Prepare is the process of converting a floating-point model into a pseudo-quantized model. This process involves several key steps:
Operator Replacement: Some torch function operators (such as F.interpolate) need to have FakeQuantize nodes inserted during quantization. Therefore, these operators are replaced with corresponding Module type implementations (horizon_plugin_pytorch.nn.Interpolate) to place the FakeQuantize nodes inside this Module. The model before and after replacement is equivalent.
Operator Fusion: BPU supports fusing specific computational patterns, where the intermediate results of fused operators are represented with high precision. Therefore, we replace multiple operators to be fused with a single Module to prevent quantizing the intermediate results. The model before and after fusion is also equivalent.
Operator Conversion: Floating-point operators are replaced with QAT (Quantization-Aware Training) operators. According to the configured qconfig, QAT operators will add FakeQuantize nodes at the input/output/weights.
Model Structure Check: The QAT model is checked, and a check result file is generated.
Due to historical reasons, there are two early interfaces, prepare_qat and prepare_qat_fx, in the Plugin. These will gradually be deprecated. We only recommend using the prepare interface introduced in this document.
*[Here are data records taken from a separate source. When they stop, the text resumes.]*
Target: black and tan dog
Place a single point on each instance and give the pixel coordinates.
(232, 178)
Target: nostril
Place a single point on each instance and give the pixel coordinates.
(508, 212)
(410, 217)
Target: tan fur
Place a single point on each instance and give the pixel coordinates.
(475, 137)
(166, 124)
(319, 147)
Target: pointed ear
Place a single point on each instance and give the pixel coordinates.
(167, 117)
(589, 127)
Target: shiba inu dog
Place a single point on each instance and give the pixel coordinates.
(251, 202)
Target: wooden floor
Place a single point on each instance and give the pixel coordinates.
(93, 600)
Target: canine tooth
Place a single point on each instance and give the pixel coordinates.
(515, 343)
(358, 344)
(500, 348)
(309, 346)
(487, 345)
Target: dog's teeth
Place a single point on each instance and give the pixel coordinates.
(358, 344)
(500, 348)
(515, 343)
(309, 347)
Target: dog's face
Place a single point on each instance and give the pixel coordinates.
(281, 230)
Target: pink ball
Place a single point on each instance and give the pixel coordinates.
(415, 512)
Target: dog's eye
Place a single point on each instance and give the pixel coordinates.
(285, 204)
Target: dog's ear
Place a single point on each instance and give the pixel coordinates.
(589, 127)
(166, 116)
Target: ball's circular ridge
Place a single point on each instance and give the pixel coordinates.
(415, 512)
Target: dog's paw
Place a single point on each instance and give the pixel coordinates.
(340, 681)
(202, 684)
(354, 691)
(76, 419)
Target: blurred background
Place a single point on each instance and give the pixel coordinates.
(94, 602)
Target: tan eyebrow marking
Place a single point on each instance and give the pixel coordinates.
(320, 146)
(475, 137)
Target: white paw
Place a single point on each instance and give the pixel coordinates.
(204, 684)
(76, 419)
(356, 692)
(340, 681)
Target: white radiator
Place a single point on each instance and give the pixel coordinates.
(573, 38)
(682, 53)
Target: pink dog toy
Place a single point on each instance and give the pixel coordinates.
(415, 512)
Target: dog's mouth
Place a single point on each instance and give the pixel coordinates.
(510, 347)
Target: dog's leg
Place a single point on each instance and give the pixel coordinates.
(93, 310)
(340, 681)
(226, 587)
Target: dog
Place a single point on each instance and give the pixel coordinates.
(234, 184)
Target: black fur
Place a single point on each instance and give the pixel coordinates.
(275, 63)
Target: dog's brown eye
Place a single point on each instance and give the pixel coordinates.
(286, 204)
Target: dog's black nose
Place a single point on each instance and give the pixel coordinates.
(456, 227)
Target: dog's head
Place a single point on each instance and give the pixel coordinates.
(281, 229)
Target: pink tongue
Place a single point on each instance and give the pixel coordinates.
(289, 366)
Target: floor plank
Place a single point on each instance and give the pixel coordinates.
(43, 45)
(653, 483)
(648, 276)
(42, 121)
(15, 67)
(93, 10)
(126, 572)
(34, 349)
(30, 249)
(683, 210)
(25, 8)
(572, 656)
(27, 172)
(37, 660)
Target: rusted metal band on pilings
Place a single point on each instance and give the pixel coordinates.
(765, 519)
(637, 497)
The usage of the prepare interface is as follows:
There are four prepare methods, compared as follows:
| method | Principle | Advantages | Disadvantages |
|---|---|---|---|
| PrepareMethod.JIT & PrepareMethod.JIT_STRIP | Use hooks and subclass tensor to get the graph structure, performing operator replacement/operator fusion on the original forward. | Fully automatic, minimal code modification, hides many detail issues, easy to debug. | Dynamic code blocks need special handling. |
| PrepareMethod.SYMBOLIC | Use symbolic trace to get the graph structure, performing operator replacement/operator fusion on the recompiled new forward. | Fully automatic, hides many detail issues. | Does not support dynamic control flow, some data types and Python operations, less convenient for debugging. |
| PrepareMethod.EAGER | Does not sense the graph structure. operator replacement/operator fusion needs to be done manually. | Flexible usage, controllable process, easy to debug and handle various special needs. | Requires more manual operations, more code modifications, high learning cost. |
Currently, JIT and JIT_STRIP are our recommended methods. The difference between them is that JIT_STRIP will identify and skip pre-process and post-process based on the positions of QuantStub and DequantStub in the model. Therefore, if there are pre-process and post-process steps in the model that do not need to be quantized, use JIT_STRIP. Otherwise, they will be quantized. Apart from this difference, they are completely identical. SYMBOLIC and EAGER are earlier solutions with many usability issues. We do not recommend using these two methods.
When example_inputs is provided, prepare will perform a model structure check by default. If the check completes, a model_check_result.txt file can be found in the running directory. If the check fails, you need to modify the model based on the warning prompts or call horizon_plugin_pytorch.utils.check_model.check_qat_model separately to check the model. The check process is the same as check_qat_model in the debug tool, and the analysis of the result file is detailed in the check_qat_model related documentation.